Kandern Von zart zu hart

Sascha Bendiks und Simon Höneß (Klavier) sorgten für einen spritzigen Auftakt des Festivals „Krach am Bach“.         Foto: Silke Hartenstein Foto: Weiler Zeitung

Kandern-Wollbach (sih). Wenn Instrumente auf der Bühne kurz und klein geschlagen werden und in rückwärts gelesenen Songtexten satanistische Botschaften versteckt sind, dann ist Heavy Metal angesagt. Und wenn zwei Musiker mit Piano, Gesang und Akkordeon augenzwinkernd Hardrock-Welthits im Tango- und Walzertakt zum Besten geben, ist man bereits mittendrin „In Teufels Küche“.

So heißt das mehrfach preisgekrönte Programm von Sascha Bendiks und Simon Höneß, mit dem die Musik-Comedians am Donnerstagabend das dreitägige Festival „Krach am Bach“ eröffneten. Über 130 Besucher überwiegend im mittleren Alter amüsierten sich an diesem Sommerabend und hatten Spaß daran, Hits ihrer Jugend wieder zu entdecken – auch wenn es dafür mitunter etwas Zeit brauchte.
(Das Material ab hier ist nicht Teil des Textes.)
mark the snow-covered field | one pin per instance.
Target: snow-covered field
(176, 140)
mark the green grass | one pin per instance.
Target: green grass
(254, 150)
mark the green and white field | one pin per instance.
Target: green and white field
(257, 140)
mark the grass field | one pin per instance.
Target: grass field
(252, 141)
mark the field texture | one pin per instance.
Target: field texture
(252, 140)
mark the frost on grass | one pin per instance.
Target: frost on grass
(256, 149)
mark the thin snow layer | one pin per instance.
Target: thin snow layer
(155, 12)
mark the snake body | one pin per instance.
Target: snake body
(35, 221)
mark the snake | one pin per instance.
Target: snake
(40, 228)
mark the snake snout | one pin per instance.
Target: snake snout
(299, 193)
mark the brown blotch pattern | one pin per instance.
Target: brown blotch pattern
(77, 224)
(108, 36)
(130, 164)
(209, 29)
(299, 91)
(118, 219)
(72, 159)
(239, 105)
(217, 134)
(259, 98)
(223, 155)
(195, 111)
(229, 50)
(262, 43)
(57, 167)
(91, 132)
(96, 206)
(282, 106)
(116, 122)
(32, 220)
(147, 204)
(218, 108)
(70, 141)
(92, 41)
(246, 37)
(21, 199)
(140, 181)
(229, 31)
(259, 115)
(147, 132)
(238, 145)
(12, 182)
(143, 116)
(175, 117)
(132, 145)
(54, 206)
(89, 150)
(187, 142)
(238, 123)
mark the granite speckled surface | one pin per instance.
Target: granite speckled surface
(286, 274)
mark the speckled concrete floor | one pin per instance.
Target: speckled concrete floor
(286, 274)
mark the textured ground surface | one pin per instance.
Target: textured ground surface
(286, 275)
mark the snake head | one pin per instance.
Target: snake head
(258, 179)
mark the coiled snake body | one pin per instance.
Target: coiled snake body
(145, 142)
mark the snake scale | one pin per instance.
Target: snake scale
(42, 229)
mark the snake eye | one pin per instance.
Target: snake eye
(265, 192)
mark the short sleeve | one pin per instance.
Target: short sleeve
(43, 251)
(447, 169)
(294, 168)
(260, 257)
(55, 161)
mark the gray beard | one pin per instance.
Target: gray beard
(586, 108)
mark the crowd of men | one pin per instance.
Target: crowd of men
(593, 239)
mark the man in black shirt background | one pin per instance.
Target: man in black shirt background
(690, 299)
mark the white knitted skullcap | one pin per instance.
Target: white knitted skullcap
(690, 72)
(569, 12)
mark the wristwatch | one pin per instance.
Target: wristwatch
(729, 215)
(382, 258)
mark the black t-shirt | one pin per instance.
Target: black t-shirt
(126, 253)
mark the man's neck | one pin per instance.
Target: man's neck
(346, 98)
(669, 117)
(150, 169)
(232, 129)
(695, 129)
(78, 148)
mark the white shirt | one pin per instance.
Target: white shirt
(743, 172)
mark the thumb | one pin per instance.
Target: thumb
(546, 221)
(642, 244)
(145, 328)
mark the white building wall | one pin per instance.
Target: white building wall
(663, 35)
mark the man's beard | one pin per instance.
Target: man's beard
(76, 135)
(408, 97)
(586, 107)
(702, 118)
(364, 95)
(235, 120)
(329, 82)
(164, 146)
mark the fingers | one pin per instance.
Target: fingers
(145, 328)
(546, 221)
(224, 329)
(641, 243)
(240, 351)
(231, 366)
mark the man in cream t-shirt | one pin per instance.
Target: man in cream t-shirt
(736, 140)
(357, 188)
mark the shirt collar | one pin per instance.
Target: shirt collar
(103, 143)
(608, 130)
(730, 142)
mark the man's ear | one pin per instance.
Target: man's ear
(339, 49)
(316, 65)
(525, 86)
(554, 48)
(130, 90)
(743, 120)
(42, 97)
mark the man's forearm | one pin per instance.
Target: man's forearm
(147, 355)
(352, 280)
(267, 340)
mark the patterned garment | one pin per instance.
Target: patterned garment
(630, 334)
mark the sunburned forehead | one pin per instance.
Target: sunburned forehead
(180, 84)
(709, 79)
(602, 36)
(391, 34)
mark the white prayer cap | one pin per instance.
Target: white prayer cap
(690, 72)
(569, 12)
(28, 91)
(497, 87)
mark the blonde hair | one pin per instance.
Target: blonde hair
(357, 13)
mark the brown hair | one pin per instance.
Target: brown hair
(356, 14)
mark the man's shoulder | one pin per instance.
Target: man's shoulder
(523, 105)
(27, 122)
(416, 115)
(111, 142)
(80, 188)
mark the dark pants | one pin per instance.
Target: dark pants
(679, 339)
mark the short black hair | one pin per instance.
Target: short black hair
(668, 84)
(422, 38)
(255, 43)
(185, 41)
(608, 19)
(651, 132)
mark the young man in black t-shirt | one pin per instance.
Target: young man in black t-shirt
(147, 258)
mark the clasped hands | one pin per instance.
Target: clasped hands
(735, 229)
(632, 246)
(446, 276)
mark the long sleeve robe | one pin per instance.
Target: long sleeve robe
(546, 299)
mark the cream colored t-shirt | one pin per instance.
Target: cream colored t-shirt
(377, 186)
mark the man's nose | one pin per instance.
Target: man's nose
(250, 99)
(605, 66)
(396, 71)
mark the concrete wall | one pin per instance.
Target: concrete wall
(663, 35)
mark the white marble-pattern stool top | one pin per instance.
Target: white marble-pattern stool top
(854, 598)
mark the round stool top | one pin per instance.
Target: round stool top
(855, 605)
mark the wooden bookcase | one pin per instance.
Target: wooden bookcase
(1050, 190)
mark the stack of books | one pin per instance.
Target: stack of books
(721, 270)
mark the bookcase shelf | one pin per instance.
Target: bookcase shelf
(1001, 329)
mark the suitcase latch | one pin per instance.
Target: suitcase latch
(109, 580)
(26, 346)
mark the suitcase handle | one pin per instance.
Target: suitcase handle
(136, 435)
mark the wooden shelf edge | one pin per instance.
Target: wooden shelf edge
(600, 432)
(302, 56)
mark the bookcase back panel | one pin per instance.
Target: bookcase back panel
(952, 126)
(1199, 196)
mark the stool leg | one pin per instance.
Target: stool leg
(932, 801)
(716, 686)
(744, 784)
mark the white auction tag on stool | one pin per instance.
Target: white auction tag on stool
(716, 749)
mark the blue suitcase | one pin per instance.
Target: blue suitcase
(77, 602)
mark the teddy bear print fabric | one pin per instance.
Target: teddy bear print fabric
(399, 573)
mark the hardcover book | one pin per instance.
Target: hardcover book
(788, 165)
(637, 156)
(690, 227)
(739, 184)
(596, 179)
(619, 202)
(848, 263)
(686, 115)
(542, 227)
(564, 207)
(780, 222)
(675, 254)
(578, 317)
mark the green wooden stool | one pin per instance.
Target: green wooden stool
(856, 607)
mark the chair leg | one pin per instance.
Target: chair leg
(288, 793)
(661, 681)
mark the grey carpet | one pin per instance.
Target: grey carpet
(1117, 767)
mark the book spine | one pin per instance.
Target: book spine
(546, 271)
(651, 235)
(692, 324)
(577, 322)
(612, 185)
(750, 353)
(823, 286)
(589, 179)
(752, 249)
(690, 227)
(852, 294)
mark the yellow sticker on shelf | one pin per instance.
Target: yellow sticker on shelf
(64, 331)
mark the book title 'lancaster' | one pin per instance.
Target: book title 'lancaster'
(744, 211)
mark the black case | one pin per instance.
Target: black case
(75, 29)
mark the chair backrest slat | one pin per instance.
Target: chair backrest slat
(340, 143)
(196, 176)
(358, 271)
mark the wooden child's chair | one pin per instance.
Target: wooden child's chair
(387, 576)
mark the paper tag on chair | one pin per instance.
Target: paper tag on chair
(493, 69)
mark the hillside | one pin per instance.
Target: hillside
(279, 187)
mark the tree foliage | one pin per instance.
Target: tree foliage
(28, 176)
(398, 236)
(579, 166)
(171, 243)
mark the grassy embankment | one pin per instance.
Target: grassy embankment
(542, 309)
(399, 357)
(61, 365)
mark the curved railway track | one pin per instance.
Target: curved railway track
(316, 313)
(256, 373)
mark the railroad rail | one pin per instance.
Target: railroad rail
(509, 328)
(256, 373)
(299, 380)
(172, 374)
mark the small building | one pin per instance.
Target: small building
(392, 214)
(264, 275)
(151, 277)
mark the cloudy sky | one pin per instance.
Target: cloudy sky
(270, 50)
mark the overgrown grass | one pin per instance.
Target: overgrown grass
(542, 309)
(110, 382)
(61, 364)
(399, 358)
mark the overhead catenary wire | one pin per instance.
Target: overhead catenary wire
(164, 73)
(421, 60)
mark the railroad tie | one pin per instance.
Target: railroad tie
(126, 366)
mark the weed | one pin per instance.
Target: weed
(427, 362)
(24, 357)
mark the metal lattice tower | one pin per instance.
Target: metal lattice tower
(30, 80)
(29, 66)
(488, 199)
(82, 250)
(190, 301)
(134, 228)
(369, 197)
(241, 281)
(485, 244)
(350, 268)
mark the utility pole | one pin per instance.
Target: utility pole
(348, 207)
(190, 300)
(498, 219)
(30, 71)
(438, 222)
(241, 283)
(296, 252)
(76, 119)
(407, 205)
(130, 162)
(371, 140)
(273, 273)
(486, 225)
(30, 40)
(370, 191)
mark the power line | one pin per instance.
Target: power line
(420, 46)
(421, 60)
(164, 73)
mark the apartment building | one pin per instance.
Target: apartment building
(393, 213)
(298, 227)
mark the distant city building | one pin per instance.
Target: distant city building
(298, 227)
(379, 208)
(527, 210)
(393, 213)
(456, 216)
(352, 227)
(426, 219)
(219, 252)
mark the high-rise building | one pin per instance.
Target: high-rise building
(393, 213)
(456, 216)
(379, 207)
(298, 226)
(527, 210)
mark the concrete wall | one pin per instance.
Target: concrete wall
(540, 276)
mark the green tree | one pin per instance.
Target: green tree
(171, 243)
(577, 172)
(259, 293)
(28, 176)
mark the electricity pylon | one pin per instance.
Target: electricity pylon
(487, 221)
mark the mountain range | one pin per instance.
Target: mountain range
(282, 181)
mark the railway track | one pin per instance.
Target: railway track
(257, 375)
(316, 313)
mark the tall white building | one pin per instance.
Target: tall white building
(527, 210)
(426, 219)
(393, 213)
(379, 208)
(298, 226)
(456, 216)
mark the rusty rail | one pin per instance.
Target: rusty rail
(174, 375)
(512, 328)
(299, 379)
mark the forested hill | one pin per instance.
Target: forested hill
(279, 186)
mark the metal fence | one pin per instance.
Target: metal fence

Wer würde auch in einer sanft im Duett hin gehauchten Ode auf Anhieb den „AC/DC“-Klassiker „Highway to hell“ erkennen?

Zuerst erklärte Sänger Sascha Bendiks den Zuschauern die übersichtlichen Inhalte des Hard Rock: „Es geht um Sex, Drogen und Satanskult“. Die Rollen waren klar definiert: Bendiks gab mit Elan, Ironie und großer Stimme den coole Sprüche klopfenden Frontmann, Höneß den etwas verklemmten Musiker, der eigentlich in der Klassik zuhause ist und immer wieder von der Wucht und Wildheit der Hardrock-Titel schier überwältigt wurde. Wie der Mann im braven Anzug der wild übers Klavier pendelnden „Hell’s Bell“ ängstlich auswich, war einfach sehenswert.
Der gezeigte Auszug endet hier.